Slaughter and May acts for BT Pension Scheme Trustees in pensions litigation
Slaughter and May acted for BT Pension Scheme Trustees Limited (the “Trustee”), the largest private sector pension scheme in the UK, in the case of British Telecommunications Plc v BT Pension Scheme Trustees Limited and Linda Bruce-Watt (Representative Beneficiary), which was heard on an expedited basis in the High Court in December 2017.
The case concerned the interpretation of the BT Pension Scheme Rules, in particular BT’s ability to change the basis for calculating increases to pensions in payment from RPI to CPI (or another alternative index) for Section C Members of the Scheme. The proceedings were concerned with the questions of, among other things, which set of Scheme Rules applied and whether RPI had “become inappropriate” for the purposes of the relevant Scheme Rules. BT argued that RPI had “become inappropriate” and, therefore the company could, following consultation with the Trustee, switch away from RPI. The case had significant implications for pensioners because CPI is generally lower than RPI. The Representative Beneficiary argued that RPI had not “become inappropriate” under the relevant Scheme Rules.

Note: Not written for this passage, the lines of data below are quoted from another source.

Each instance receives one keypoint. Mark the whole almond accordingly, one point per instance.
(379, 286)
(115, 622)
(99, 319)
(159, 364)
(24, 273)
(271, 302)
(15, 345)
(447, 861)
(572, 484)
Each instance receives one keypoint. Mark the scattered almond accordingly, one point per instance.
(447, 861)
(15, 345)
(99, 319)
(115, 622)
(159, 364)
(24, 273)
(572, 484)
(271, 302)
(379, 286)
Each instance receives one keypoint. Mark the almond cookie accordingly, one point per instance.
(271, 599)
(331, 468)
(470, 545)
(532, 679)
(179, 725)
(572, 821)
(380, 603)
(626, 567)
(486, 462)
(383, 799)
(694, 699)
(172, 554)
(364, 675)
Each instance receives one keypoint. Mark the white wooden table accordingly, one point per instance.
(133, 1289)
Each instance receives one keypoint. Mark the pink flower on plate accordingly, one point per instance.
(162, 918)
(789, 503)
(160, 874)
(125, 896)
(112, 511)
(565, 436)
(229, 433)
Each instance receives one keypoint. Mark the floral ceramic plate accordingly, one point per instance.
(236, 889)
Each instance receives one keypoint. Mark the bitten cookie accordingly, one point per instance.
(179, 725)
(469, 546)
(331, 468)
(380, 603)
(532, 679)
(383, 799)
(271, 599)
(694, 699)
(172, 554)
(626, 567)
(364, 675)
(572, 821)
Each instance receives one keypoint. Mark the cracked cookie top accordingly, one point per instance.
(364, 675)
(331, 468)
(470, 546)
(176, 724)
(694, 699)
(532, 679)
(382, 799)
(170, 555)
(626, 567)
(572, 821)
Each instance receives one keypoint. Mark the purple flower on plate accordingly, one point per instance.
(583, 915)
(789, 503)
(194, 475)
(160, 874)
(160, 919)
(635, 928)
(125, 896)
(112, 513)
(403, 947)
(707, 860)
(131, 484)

The Trustee sought clarity on all relevant issues so as to enable it to administer the pension increase entitlements of Section C Members of the Scheme with certainty.
On the primary issue, Mr Justice Zacaroli found in favour of the Representative Beneficiary, determining that the matters and events put forward by BT were not such as to have caused RPI to have “become inappropriate” for the purposes of the relevant Scheme Rules.